По взмаху её руки, судачащие о том о сём «литераторши» засуетились, точно куры, семеня к своим «жердям».

– Мэри, надеюсь, вы нам что-нибудь прочтёте сегодня? – льстиво улыбнулась маркиза, дожидаясь тишины. – Я специально оставила для вас время в конце первой части.

– Я не уверена, но возможно в процессе определюсь с отрывком, – кротко ответила графиня.

Мильтон чувствовала себя крайне неуютно, по большей части от того, что её ожидания не оправдались. Даже когда Кэтрин затянула вступительную речь, через слово подчёркивая право женщин на самовыражение, леди не оставляло ощущение обычного светского чаепития, где поэзия была лишь предлогом, предоставляющим дамам возможность на пару часов отделаться от занудных мужей.

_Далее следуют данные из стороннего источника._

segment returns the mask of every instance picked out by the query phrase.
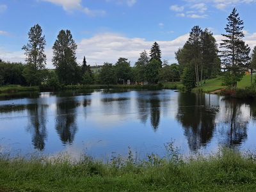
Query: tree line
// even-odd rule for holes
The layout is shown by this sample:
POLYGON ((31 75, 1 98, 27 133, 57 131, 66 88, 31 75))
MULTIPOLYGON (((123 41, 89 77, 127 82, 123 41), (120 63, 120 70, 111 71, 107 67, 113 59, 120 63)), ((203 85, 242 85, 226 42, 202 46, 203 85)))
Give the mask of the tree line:
POLYGON ((243 22, 236 8, 227 20, 220 50, 211 31, 195 26, 184 46, 175 52, 179 65, 162 61, 159 45, 154 42, 149 54, 141 52, 134 67, 128 59, 120 58, 115 64, 104 63, 99 73, 93 73, 85 57, 81 65, 77 63, 77 45, 70 30, 59 32, 52 46, 55 69, 46 69, 46 40, 40 26, 36 24, 28 32, 27 44, 22 47, 25 65, 0 60, 0 84, 58 88, 61 84, 127 84, 129 81, 143 84, 181 79, 186 90, 190 91, 202 86, 206 79, 221 74, 224 84, 236 88, 245 71, 250 70, 252 77, 256 69, 256 47, 250 56, 250 49, 243 40, 243 22))
POLYGON ((44 86, 57 88, 60 84, 143 84, 159 81, 180 81, 179 67, 177 64, 168 65, 161 61, 159 45, 155 42, 150 54, 143 51, 134 67, 128 59, 120 58, 116 63, 106 62, 99 73, 93 74, 85 57, 82 65, 77 62, 77 45, 70 31, 61 30, 52 46, 54 70, 45 68, 46 41, 38 24, 28 32, 28 42, 22 47, 26 55, 26 64, 0 63, 0 84, 44 86))
POLYGON ((188 41, 175 53, 182 71, 182 79, 187 90, 202 86, 205 79, 221 75, 225 85, 236 88, 246 71, 256 69, 256 47, 250 48, 243 40, 243 22, 234 8, 227 18, 220 49, 212 33, 194 26, 188 41))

– На ком мы остановились в прошлый раз? – после окончания своей аллегорической тирады, уточнила Де Вуд.

– На мне, – послышался тоненький голосок.

– Ах да, мисс София Стэнхоуп и любовная лирика. Прошу.

Церемониальным жестом Кэтрин уступила место и, прильнув к стене, сложила руки в перекрест, бросив многозначительный взгляд на настенные часы, стрелки которых почти сравнялись у цифры четыре.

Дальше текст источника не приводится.